Just check out the invite list whenever executives meet to devise strategies to reach new markets, achieve difficult goals or overcome competitive obstacles. Does anyone at that meeting have the factual insights about how and why different buyers will respond (or not) to a given course of action?
Probably not.
Now imagine a different approach to the role of marketing. By talking to real buyers in 1:1 conversations, marketers would gather the critical insights that would make them among the company’s most valuable competitive assets. (For a brief summary of these buyer insights, see my “Five Rings of Customer Insight” in the July/August 2012 issue of Sales and Marketing Management.)
As a result, marketers would be the source of information to help inform many of the decisions at the highest levels of the company. After all, the buyer’s perspective should be at the heart of every business decision – from acquisitions to market expansion and product introductions. It’s also the missing link that would enable marketers to develop effective content and successful campaigns targeting the right buyers with the right messages.
This essential skill – which I teach in my buyer persona workshops and coaching – would help marketers finally close the competency gap, building the credibility and authority to gain a seat and a voice at the strategy table.
What do you think? How can marketers overcome the core competency gap? Please share your perspective with your colleagues here and on the CMO.com forum for my article What is Marketing’s Unique Core Competency?
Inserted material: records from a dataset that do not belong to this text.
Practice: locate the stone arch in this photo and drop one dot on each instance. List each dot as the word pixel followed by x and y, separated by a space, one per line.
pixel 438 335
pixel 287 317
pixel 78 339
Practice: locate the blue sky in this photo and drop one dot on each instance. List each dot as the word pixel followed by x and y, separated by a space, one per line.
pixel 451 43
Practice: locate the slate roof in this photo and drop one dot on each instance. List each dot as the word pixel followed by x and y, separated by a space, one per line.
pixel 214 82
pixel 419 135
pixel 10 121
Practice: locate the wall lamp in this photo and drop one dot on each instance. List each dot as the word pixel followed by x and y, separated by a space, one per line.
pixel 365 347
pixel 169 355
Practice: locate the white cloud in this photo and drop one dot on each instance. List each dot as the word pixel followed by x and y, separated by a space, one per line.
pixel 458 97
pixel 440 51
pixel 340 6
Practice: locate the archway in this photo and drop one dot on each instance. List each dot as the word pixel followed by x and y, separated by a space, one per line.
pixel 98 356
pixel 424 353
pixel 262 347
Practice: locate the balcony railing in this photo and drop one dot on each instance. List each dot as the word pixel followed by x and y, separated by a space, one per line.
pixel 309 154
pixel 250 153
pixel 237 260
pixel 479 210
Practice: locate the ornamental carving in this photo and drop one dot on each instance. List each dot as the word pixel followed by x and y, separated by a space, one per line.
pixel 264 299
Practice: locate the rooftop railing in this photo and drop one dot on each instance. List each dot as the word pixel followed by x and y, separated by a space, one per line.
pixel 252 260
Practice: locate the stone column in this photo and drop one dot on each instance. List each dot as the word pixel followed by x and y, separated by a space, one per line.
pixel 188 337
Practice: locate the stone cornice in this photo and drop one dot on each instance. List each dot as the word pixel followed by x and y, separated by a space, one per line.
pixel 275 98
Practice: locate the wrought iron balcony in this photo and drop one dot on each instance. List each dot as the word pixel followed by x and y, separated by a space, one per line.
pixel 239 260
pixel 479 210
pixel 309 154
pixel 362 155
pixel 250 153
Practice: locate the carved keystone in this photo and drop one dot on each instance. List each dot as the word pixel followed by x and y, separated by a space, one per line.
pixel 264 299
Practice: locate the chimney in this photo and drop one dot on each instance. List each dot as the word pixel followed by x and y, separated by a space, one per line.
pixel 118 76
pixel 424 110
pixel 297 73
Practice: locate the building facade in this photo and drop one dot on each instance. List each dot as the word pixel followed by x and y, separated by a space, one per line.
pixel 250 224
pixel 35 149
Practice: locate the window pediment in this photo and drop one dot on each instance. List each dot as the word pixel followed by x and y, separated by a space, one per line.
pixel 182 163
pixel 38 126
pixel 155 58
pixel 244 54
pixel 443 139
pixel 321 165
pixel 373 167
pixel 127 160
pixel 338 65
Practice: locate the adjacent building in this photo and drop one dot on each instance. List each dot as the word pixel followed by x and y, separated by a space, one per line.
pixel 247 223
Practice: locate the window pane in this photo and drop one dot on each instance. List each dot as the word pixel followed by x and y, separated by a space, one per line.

In your marketing strategy meetings, do you discuss Jason’s reaction to the new launch, and why Sharon is the target for the upcoming campaign?
Experienced buyer persona users know that a well-researched buyer persona generates high confidence in marketing and business decisions, while transforming a marketer’s ability to impact buyer attitudes on solutions and brands.

In my February 23 seminar at Marketing Profs, I’ll talk about the insights that are needed to build buyer personas that deliver on these promises. I’ll talk about how they break down barriers between sales and marketing by enabling both groups to address buyer needs and visualize their respective contributions to revenue.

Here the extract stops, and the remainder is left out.